The room looked different and I could see so much more clearly. I was being fully present in a way I hadn’t been in a very long time.
I had thought I was being present before this… But my energies and desires were always still reaching for the future. And when you live only for the future, you can’t ever be happy in the present.
It hasn’t been easy to maintain this feeling of deep peace and clarity I found that night. Certainly not at first. I reread those words the next morning and they were like plaster frosting compared to the juicy peaches they’d been running down my chin the night before.

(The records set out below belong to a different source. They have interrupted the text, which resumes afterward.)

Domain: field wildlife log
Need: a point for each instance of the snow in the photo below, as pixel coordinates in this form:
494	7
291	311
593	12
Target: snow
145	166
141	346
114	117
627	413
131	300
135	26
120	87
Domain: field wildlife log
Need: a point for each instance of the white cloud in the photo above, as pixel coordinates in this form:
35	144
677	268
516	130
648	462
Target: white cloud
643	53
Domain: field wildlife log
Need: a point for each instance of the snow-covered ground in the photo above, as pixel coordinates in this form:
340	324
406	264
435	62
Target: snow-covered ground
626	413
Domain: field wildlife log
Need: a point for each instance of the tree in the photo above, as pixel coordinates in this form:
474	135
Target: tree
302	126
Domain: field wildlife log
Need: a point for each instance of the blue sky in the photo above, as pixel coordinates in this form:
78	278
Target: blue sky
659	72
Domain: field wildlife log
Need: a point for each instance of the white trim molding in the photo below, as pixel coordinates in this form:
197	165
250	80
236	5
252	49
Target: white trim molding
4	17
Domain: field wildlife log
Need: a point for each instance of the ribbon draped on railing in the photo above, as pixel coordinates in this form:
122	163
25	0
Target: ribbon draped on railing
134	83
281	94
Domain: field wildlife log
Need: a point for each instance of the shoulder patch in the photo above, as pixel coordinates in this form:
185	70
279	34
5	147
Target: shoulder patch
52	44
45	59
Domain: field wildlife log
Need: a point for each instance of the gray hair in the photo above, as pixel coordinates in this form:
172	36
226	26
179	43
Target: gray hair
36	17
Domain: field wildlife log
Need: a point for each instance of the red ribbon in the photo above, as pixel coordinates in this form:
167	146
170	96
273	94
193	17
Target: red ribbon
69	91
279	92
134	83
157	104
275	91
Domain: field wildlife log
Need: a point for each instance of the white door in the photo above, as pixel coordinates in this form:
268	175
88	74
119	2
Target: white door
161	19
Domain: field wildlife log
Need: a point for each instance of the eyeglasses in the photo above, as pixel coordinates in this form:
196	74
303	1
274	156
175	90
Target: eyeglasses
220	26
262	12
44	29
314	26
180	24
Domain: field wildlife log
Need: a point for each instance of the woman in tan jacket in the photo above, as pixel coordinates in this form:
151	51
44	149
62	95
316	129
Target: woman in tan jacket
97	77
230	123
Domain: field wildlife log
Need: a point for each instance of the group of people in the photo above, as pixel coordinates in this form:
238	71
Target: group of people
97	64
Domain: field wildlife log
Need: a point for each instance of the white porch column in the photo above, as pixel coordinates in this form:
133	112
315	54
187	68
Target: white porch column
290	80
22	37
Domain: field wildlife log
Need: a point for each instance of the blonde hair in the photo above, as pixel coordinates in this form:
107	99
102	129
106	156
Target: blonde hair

But I’ve kept at it… And the more I let myself be present, without wanting or expectation… Even for 15 seconds… The more calmer, clearer, and joyful I feel for hours after.
I’ve been especially cautious reapproaching work — to not get sucked back into those same feelings and expectations I have of myself — the normal feeling of work and life. I want to do it differently.
You might say, “Well I have too much to do to slow down. And why would I want to let go of all my ambition and goals”?! I know, it’s like a crazy duality and counter-intuitive thing. But I am telling you, after doing this for a week, I am getting more done with a way less frazzled mind, I’m feeling more inspired, and I’m manifesting things way better than when I was frantically trying to create in my world.
This is a practice I am going to continue and I hope you might try it! Give it a go now, and really focus on it on your next day off when you can get a really good feel for it.
Allow yourself to be fully present without desire, without seeking fulfillment, or achievement. Have everything you want in your heart in this moment and let it soften. Breathe in and out through your feet and root to the Earth. Hold your face to the sky and feel the rain or sun on those sweet cheeks of yours.
Do it so many times this weekend that you can get to that space faster and faster each time. And when you return to work on Monday, go slow. Breathe. Go to the space first thing, often, and especially any time you need to take action. And take action from this space. It won’t leave you listless, I promise. Like any master of their craft who doesn’t have to think about the motions of their paintbrush, body, or spice rack — it will make your actions inspired.